In the future, I believe that historians and cultural anthropologists will be chagrined by "the episode of the Year 2000 Bug", which is not only a manifestation of our anxiety about the future, but also the magic of the millennium numerology - and the fears of the other 80% of our society, who are ignorant of information technology, and wary of what it means to their personal and professional security. Anyone who is too afraid to invest in America because of "the Y2K bug" probably should be in bonds to begin with.

>The demographic bulge of Woodstock generation and baby boomers investing is still pushing the market up, but the above issues are causing concern, and perception is still very significant in the market. Could this be the sea change we feel ?

We are experiencing a fundamental change, on that we agree, Marc - not just "solving some problem". To me, the major factors behind fundamental change are different from what's on TV right now.

People are investing in stocks because: employment is at an all-time high, wages are in strong USD; we BabyBoomers have retirement accounts and are inheriting estates; and taxes and the kost of kapital are low. Investing and financial information have become more accessible, too - but I see this as an effect caused by people's demand, and a new medium with which we can interact, rather than a cause.

People are afraid right now because stocks are going down, and they are losing net worth. They search for reasons to explain, "why ?" Well, they're losing real money because they are selling at a price that is lower than the price they paid. As for fundamental changes, they tend to enhance (total) wealth, while re-distributing rate of growth from one place to another.

The biggest change has been the end of the 50-year ColdWar. Peace puts an enormous quantity of surplus raw materials and labour supplies from the defunct Communist Bloc into the neo-capitalist global economy; and it diminishes the mechanism of the Military-Industrial engine to grow wealth and spur innovation.

Ironically, the second biggest change is that "industry", in its classical sense, is no longer relevant to American society. The DJIA-30 is an artifact of another era. We are rapidly divesting ourselves of the last vestiges of our industrial past: C+DAI, AN+BP, for example - in preparation for the information (or "networked") economy that is our future. Americans don't want to work in factories, Marc. The office cubicle has become the machine station of the information worker.

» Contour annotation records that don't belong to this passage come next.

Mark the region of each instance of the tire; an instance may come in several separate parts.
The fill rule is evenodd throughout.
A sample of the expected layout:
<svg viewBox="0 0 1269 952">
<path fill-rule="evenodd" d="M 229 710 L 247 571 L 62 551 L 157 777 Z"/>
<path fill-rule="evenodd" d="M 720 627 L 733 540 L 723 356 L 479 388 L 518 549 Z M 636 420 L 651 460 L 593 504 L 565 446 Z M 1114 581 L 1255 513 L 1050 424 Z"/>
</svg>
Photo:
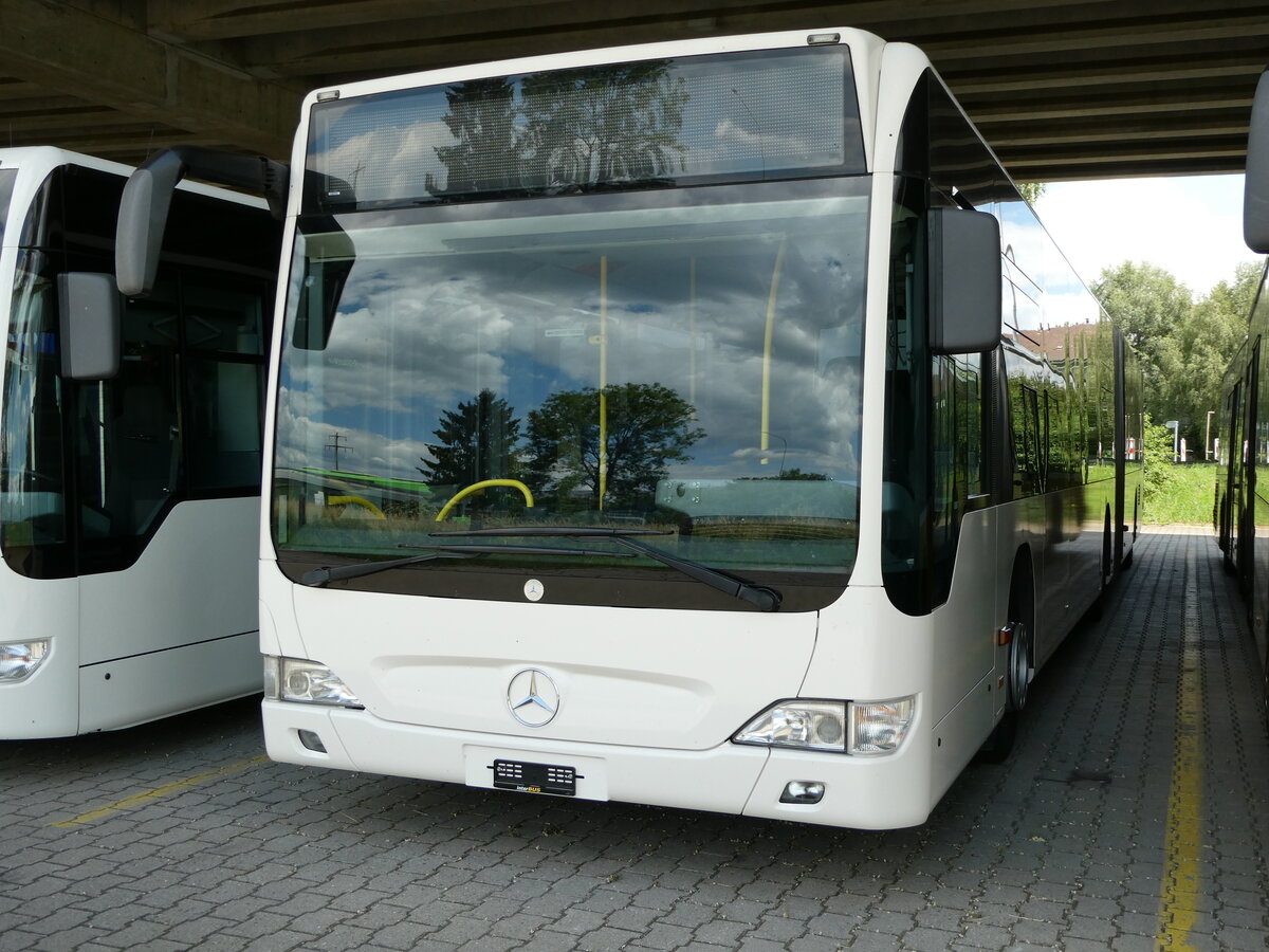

The third most significant thing affecting us is our exploration of the human genome. This will change all the rules, all our values and all our illusions. Just as the nuclear age shocked our parents' generation, forever changing the nature of war, which had been a part of all human history up to that time - unlocking the program that produces Homo Sapiens will SHOCK our generation, the BabyBoomers. It will start in a benevolent way, and already has: "take these vitamins, and eat this diet, and get these inoculations, to enhance the health and destiny of your babies". Given a pill or a procedure to ensure that your child will have increased immunity to X, would you not choose it? But then, it won't stop there: the line between mandatory genetic medicine, perhaps even required by health insurers, and elective eugenics, will begin to blur. Natural ChildBirth will become unthinkable. Just as energy became nuclear in our parents' time -- birth control will become birth control in our lifetime.